Der Topograph F. A. W. Bratring (1772-1829)

Wer sich mit der Agrar-, Landes- und Wirtschaftsgeschichte der Mark Brandenburg und Berlins in der zweiten Hälfte des 18. und zu Beginn des 19. Jahrhunderts befaßt, greift zumeist auch zum »Bratring«, einem statistisch- topographischen Werk, in dem man entsprechende Angaben zu finden hofft und oft auch nicht enttäuscht wird. Sein Verfasser war Friedrich Wilhelm August Bratring.

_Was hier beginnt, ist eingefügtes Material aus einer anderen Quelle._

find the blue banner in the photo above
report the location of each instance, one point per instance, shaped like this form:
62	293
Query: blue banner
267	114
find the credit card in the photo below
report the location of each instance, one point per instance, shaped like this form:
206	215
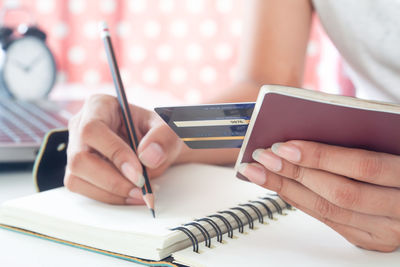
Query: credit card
209	126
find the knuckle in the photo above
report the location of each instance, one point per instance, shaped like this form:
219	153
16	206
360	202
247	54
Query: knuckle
88	130
117	154
347	195
325	209
113	186
298	173
370	167
320	156
76	160
101	99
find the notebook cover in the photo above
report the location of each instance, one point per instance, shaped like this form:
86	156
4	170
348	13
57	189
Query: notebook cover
282	118
92	249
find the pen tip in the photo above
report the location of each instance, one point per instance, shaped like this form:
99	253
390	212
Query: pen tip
103	26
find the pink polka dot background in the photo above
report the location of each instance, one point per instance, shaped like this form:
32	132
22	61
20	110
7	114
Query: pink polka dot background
189	48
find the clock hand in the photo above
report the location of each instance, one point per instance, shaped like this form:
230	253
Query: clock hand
20	65
33	62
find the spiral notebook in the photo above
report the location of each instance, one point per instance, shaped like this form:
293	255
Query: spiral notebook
193	203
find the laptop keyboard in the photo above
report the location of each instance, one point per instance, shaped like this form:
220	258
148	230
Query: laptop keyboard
24	122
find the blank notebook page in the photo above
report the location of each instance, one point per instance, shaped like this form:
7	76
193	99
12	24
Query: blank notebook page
183	193
293	240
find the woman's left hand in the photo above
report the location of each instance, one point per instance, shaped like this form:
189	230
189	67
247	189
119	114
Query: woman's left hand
355	192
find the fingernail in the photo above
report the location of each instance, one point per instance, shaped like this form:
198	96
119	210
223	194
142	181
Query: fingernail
152	156
135	197
136	193
134	176
268	159
287	151
254	174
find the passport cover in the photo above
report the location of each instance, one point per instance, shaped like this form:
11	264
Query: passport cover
285	113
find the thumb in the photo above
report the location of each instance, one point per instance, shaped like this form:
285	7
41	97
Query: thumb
160	146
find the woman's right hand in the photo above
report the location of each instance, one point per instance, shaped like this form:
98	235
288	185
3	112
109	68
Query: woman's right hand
100	162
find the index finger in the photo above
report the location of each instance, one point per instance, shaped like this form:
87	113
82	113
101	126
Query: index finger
363	165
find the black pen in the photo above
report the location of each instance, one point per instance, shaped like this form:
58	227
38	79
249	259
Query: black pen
133	140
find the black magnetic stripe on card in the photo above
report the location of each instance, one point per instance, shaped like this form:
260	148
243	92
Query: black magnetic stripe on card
211	131
215	144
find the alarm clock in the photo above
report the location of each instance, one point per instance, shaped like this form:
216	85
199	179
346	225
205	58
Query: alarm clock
27	66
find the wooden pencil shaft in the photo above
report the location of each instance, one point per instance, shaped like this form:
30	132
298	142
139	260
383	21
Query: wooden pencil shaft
133	140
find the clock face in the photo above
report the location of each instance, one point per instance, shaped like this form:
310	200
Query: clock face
29	69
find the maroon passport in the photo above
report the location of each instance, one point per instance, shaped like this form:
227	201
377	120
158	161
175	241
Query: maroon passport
286	113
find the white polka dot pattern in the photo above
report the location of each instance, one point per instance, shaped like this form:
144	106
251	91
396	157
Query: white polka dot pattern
186	47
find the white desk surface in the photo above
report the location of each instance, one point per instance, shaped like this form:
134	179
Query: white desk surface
20	250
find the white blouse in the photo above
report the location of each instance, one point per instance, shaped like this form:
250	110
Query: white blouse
367	35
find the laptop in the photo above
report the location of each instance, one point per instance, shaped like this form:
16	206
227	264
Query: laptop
23	125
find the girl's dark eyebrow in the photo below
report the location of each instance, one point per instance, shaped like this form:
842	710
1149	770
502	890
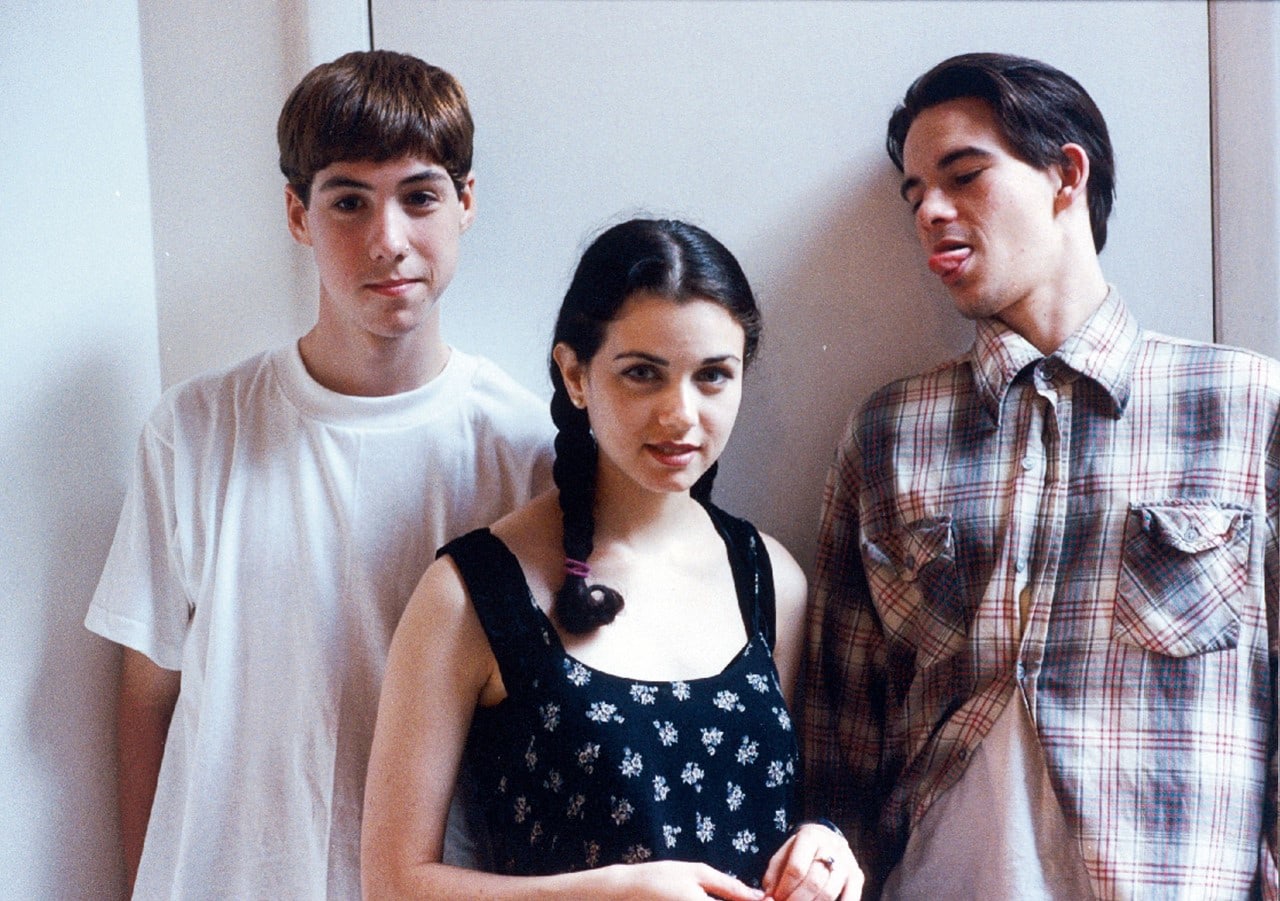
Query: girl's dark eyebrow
661	361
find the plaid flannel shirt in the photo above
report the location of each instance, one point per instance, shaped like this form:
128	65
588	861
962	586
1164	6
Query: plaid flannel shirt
1130	481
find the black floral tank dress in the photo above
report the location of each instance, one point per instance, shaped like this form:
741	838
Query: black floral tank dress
581	768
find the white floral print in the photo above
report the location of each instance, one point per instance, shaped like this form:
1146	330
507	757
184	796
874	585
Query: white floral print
644	694
631	763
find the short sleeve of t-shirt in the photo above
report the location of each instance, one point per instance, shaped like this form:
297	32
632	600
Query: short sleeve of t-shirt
141	600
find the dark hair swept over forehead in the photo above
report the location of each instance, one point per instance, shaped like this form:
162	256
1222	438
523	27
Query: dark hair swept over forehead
1038	108
374	105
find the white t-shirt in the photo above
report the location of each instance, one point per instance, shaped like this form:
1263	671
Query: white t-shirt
272	536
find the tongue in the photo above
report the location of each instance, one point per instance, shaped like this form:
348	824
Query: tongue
944	263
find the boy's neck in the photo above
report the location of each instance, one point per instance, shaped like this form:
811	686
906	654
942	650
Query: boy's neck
366	365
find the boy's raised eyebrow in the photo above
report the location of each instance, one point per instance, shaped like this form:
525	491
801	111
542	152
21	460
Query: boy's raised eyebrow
946	160
333	182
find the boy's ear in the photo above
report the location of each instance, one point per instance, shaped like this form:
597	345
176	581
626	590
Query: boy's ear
467	199
572	373
1074	173
296	214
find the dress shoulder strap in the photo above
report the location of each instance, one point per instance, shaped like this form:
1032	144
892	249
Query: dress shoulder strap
499	594
753	572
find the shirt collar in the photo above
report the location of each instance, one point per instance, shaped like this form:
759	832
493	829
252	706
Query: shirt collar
1102	350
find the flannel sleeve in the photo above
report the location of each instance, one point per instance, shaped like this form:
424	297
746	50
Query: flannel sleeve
842	713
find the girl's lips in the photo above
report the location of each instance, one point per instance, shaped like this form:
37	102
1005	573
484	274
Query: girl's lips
672	454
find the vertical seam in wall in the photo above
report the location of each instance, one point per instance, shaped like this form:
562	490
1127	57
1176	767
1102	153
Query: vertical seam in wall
1214	192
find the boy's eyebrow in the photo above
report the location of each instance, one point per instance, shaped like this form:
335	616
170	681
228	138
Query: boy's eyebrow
334	182
946	160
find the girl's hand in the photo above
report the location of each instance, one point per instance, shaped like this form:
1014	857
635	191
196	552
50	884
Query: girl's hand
816	863
675	881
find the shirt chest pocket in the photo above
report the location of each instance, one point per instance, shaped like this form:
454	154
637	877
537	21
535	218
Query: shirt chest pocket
918	589
1183	566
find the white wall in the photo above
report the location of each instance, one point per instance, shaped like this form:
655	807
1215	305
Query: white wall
1246	67
764	122
77	374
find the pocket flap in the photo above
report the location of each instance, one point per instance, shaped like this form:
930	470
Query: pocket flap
909	550
1191	529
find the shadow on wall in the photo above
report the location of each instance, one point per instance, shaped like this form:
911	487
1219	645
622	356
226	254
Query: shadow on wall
73	438
849	306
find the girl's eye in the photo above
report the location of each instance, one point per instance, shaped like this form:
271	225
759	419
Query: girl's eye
640	373
714	375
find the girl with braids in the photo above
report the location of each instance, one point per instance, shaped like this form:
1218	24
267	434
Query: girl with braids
621	650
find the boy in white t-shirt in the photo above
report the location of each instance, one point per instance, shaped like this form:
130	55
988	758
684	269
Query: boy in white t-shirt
283	510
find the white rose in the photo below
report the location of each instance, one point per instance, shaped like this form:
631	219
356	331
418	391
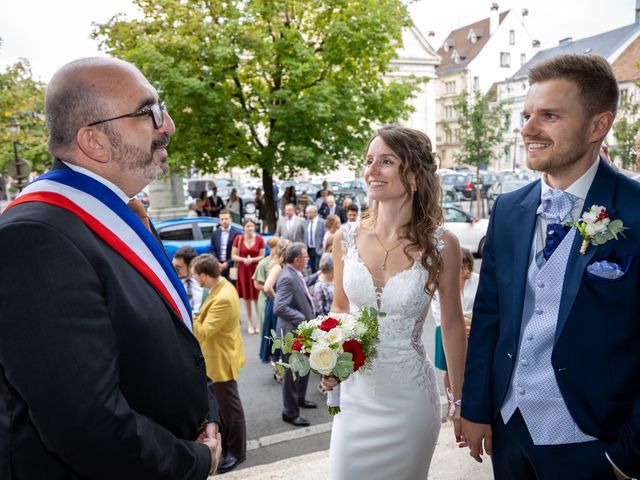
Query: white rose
323	359
593	228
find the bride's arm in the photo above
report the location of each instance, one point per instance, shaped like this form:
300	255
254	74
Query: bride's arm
454	338
340	301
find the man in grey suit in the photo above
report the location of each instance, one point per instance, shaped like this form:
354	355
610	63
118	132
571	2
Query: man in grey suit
290	226
293	305
313	236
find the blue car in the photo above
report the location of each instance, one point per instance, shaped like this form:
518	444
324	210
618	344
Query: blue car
195	232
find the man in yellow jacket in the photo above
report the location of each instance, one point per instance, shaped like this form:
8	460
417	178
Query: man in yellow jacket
217	328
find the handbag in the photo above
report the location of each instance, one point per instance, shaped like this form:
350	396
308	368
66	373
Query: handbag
233	273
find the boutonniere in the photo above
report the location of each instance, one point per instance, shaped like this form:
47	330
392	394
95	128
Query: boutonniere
596	227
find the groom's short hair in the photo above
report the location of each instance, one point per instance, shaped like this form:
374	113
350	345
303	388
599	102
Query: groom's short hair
592	74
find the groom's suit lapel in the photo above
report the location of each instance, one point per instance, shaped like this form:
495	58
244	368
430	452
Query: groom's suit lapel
600	193
523	228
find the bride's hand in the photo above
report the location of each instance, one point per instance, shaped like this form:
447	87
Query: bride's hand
328	382
457	429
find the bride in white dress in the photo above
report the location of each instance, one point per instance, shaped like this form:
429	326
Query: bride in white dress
393	260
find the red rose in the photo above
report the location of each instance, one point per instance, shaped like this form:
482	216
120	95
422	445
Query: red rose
328	324
355	349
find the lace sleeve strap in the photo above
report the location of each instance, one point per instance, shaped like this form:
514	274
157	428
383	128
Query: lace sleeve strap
348	236
438	238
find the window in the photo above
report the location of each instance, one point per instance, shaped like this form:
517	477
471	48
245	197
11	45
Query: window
176	232
450	87
449	112
505	59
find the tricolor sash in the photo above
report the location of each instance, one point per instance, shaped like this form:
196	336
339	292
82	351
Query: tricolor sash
110	218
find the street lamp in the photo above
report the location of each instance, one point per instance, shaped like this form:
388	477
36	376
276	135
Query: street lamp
516	132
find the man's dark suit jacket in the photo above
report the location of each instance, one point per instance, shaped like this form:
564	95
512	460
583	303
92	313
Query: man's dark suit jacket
99	378
291	305
595	353
216	243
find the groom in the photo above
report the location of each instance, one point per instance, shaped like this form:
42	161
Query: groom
552	384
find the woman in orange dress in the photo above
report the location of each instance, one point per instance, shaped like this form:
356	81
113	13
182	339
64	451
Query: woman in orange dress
248	249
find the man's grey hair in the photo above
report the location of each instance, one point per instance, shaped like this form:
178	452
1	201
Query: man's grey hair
71	103
293	251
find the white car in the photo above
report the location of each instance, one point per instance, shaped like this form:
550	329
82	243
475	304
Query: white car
470	230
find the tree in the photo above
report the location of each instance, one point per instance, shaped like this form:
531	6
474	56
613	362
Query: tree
278	86
625	129
22	118
481	127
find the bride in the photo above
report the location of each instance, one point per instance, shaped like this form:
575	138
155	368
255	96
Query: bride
394	260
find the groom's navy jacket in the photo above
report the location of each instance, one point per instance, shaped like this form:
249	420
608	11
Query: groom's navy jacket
596	354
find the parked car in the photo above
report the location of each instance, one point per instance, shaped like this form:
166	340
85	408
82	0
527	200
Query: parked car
503	186
197	185
195	232
357	183
471	231
358	196
468	190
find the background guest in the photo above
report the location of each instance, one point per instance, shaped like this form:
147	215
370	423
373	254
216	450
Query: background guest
259	277
270	319
293	305
216	205
313	237
247	251
290	226
331	226
234	205
182	265
222	242
217	328
289	196
331	208
468	287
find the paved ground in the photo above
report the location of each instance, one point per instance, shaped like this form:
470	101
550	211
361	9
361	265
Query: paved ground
449	463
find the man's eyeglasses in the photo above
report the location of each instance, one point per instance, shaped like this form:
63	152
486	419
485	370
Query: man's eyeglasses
155	111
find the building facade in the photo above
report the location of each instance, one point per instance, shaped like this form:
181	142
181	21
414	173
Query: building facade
474	58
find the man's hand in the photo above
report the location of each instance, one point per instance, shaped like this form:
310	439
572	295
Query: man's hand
475	434
210	437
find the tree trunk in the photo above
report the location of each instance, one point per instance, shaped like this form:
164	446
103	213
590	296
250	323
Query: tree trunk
269	202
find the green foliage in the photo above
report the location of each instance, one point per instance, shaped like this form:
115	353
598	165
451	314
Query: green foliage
276	86
625	129
22	103
481	127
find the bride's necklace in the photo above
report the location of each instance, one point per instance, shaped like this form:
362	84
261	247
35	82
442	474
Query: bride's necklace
386	252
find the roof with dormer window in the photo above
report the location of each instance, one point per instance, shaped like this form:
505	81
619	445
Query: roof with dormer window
461	39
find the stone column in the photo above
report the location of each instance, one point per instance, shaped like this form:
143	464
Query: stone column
166	198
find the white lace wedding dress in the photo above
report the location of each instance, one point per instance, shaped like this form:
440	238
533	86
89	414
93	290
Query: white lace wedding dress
390	420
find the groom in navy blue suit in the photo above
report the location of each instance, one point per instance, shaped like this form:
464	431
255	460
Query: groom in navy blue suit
552	381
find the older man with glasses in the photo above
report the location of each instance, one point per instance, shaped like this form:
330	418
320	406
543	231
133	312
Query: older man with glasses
100	374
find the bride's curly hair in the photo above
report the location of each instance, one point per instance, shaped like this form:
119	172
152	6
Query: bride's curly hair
414	149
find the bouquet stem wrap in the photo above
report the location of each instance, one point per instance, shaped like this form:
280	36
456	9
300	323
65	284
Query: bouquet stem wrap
333	400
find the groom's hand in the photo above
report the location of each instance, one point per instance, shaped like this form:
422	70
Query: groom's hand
475	434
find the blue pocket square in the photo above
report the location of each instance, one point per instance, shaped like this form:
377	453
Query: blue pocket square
604	269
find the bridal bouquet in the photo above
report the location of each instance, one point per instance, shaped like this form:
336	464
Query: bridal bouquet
337	344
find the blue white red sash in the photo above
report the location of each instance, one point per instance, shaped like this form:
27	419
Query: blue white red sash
113	221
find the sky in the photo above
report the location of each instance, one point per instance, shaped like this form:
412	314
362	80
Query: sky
50	33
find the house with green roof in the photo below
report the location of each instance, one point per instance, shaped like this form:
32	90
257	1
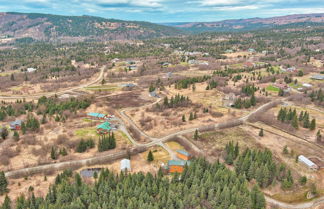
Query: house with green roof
104	128
94	115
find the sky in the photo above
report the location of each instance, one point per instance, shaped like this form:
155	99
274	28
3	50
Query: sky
163	11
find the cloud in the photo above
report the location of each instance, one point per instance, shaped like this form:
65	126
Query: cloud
129	3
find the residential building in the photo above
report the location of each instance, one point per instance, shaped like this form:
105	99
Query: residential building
15	125
125	165
317	77
307	162
30	70
183	155
104	128
177	166
97	116
229	100
154	94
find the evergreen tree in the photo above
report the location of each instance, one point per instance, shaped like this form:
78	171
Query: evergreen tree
318	136
191	116
294	122
150	156
23	128
3	183
4	133
53	154
183	118
313	125
16	136
261	132
196	135
7	203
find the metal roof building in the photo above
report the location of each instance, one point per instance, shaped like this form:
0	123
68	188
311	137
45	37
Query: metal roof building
178	162
183	152
308	162
318	77
125	165
96	115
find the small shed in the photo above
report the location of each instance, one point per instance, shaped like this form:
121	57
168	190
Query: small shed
317	77
104	128
154	94
183	155
307	162
95	115
30	70
125	165
177	166
15	125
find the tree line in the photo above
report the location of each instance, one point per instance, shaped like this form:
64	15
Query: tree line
201	185
258	165
291	116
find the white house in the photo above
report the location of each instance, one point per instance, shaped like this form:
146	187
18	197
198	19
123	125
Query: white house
125	165
307	162
30	70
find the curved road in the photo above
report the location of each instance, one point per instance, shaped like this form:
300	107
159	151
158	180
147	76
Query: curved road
154	141
99	78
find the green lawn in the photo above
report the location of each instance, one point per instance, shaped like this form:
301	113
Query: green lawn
103	88
272	88
86	132
298	85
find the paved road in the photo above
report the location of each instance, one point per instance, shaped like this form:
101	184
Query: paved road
154	142
69	90
306	205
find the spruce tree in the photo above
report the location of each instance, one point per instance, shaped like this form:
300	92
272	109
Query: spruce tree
318	136
191	116
196	135
261	132
16	135
53	154
150	156
3	183
313	125
4	133
7	203
183	118
294	122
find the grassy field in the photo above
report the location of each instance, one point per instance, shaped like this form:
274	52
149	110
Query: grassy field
160	155
295	86
174	145
103	88
272	88
86	132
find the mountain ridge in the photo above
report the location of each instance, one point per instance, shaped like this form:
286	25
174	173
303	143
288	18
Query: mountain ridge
249	23
48	27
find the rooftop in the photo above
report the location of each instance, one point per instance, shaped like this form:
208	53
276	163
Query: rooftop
318	77
305	160
125	164
178	162
16	122
97	115
105	126
183	152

     Er wurde als Sohn eines altmärkischen Pastors in Losse, Kreis Osterburg, am 8. Dezember 1772 geboren. Nach dem Schulbesuch in Salzwedel führte ihn sein Weg nach Halle an die preußische Staatsuniversität, um Theologie zu studieren. Doch wandte er sich bald der Geographie und den Staatswissenschaften zu, vermutlich unter dem Einfluß des an der halleschen Universität lehrenden Reinhold Forster, der James Cook (1728-1779) bei seiner zweiten Weltumsegelung von 1772 bis 1775 begleitet hatte. Länderkunde, Ökonomie und Statistik waren nun seine Studiengebiete, Arbeiten, die sein zukünftiges Tätigkeitsfeld bilden sollten.

Nach seinem Studium finden wir ihn dann um 1793/94 in Berlin, wo er sich mehr schlecht als recht durchs Leben schlagen mußte. Vermutlich war er zunächst im Verlagswesen tätig, dann fand er eine Anstellung als Geheimer Registratur- Assistent, seit 1803 als Geheimer expedierender Sekretär im Generaldirektorium. Das war eine untergeordnete Stellung mit schlechter Bezahlung. Bratring konnte aber schon vor dieser Anstellung mit einem beachtlichen Werk aufwarten.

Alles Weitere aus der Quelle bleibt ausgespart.